Aslında artık televizyonda dizileri uzatmanın pek anlamı kalmadı. Çünkü Meclis televizyonunun reytingi hepsini geride bıraktı. Üstelik hiç zorlama senaryolara, aynı sahneyi yüz kere çekmeye, aynı bakışı dakikalarca izlemeye gerek kalmadan, reytingi bol bir oylama maratonumuz oluverdi.

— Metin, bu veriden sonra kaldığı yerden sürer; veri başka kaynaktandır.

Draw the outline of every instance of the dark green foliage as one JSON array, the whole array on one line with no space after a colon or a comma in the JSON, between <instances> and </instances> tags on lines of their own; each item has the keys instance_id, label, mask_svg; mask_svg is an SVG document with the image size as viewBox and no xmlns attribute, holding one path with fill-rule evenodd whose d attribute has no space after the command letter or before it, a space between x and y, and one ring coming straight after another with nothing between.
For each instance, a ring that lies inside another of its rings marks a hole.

Üstelik gerilimi had safhada! Her an her köşeden biri diğerinin omzuna atlayabilir, ya da arka sıralardan aniden yaklaşıp diğerine zarar verebilir. Ya da birisi elinde kalemle kara listeler düzenleyip, parti içinde bölünmelere ve kavgalara sebep olabilir. Meclisin kameramanı da gerilim filmleri kameramanlarını aratmıyor. Kara listeyi aniden kameraya çekip bir de listedeki isimleri büyütmesi heyecanı iyice arttırdı. Tabi ki ertesi günü beklemeye değdi, listedeki isimlerden en sportmen ve sürekli atak vekilimiz hemen hücuma geçiverdi. Listeyi yapan oyuncumuzda bir köşeye sıkışıp, yüzünde bir gülümsemeyle diğerinin eli omzunda öylece kalıverdi. Araya, yakın zamanda başka türlü darbe alan vekil girdi de olay kapanıverdi.

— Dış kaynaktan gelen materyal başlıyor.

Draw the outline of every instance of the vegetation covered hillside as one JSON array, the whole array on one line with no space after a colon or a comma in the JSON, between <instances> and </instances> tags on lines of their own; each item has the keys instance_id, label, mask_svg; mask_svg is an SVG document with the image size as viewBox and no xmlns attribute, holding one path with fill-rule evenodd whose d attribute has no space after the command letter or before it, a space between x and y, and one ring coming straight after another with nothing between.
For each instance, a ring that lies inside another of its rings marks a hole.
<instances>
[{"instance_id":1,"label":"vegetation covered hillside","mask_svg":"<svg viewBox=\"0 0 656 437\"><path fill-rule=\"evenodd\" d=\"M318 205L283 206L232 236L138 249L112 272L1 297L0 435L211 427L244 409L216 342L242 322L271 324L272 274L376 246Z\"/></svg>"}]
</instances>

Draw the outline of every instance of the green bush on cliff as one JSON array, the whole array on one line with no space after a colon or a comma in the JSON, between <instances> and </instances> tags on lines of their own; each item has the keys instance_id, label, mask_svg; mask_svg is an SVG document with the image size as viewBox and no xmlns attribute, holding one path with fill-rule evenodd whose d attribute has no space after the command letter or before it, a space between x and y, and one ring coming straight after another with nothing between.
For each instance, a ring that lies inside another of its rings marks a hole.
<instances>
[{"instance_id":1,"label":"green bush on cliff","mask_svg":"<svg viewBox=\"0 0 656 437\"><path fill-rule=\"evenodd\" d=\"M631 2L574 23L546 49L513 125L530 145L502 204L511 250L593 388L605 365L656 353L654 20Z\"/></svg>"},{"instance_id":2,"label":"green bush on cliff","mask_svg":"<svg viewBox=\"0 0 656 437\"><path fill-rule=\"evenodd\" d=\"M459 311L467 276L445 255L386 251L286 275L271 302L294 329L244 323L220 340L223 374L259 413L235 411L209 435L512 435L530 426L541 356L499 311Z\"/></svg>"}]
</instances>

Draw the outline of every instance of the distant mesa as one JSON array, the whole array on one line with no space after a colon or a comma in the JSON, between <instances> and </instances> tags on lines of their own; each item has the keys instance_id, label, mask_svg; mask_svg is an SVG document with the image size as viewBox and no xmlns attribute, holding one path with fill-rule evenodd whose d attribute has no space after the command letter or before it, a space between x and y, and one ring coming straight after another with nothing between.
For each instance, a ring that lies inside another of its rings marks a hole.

Bir de oylamaların perde arkası ve oralarda geçen konuşmalar var ki, asıl onlar daha da çarpıcı. Baksanıza iki liderimiz öyle bir polemiğe girdi ki, insan ne diyeceğini şaşırıyor. Muhalefet liderimiz, iktidar partisini Hitlere benzetirken, birdenbire asıl Hitler benzerinin, kendi partilerinden çıkma olduğunu öğrendi. Hem de hayatını kurtuluş savaşı mücadelesine ve yeni Türkiye Cumhuriyeti’nin kuruluşu ve gelişmesine adamış, yıllarca önce yaşamını yitirmiş birinin, Hitlere benzetilmesi ve sonrasında tarihe nifak tohumları ekilmesi pek rastlanır türden bir olgu değil. Öyle ya şimdiyi bitirdiler, birbirlerine yönelik söyleyecek sözleri kalmadı, tarihte iz bırakmış ve yararlı işler yapmış kişilerin isimleri üzerinde polemik yürütüyorlar. Halkın bu polemiği dinleyecek ve dikkate alacak bir hali kalmasa da bu kez işin gerilim değil, komedi tarafı ağır basıyor.

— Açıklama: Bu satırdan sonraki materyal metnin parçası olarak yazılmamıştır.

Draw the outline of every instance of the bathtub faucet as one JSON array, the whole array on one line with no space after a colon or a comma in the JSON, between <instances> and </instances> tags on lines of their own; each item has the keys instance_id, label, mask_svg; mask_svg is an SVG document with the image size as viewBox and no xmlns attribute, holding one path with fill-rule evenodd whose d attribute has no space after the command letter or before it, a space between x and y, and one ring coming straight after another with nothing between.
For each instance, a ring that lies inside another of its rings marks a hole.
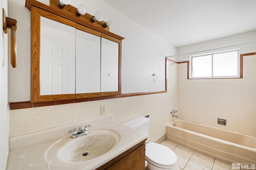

Meclis televizyonuna ödüller ne zaman verilir ve kim en iyi ödülü alır bilmiyorum fakat, asıl zor iş figüranların. Çünkü çoğunluk olarak, ellerini indirip kaldırmaktan, yoklamaya katılmaktan ve gizli oylarını kullanıp, yararlı işler yapmaktan başka vazifeleri yok ve rolleri vasat geçiyor. Başrol oyuncusunun ve yardımcı başrollerin maruz kaldığı entrikalar, oyunlar, ihanetler, gerilimler onları fazla etkilemiyor, sahneler yakın planda olsa da, olayların dışına itildikleri belli oluyor. Velhasıl, bu yıl en iyi oyuncu ödülünü başrol oyuncusunun alması muhtemeldir. Eğer jüride başka dizilerin adamları yoksa ve oyunculuk kazanıyorsa başrol kimdeyse ödül onun olmalıdır.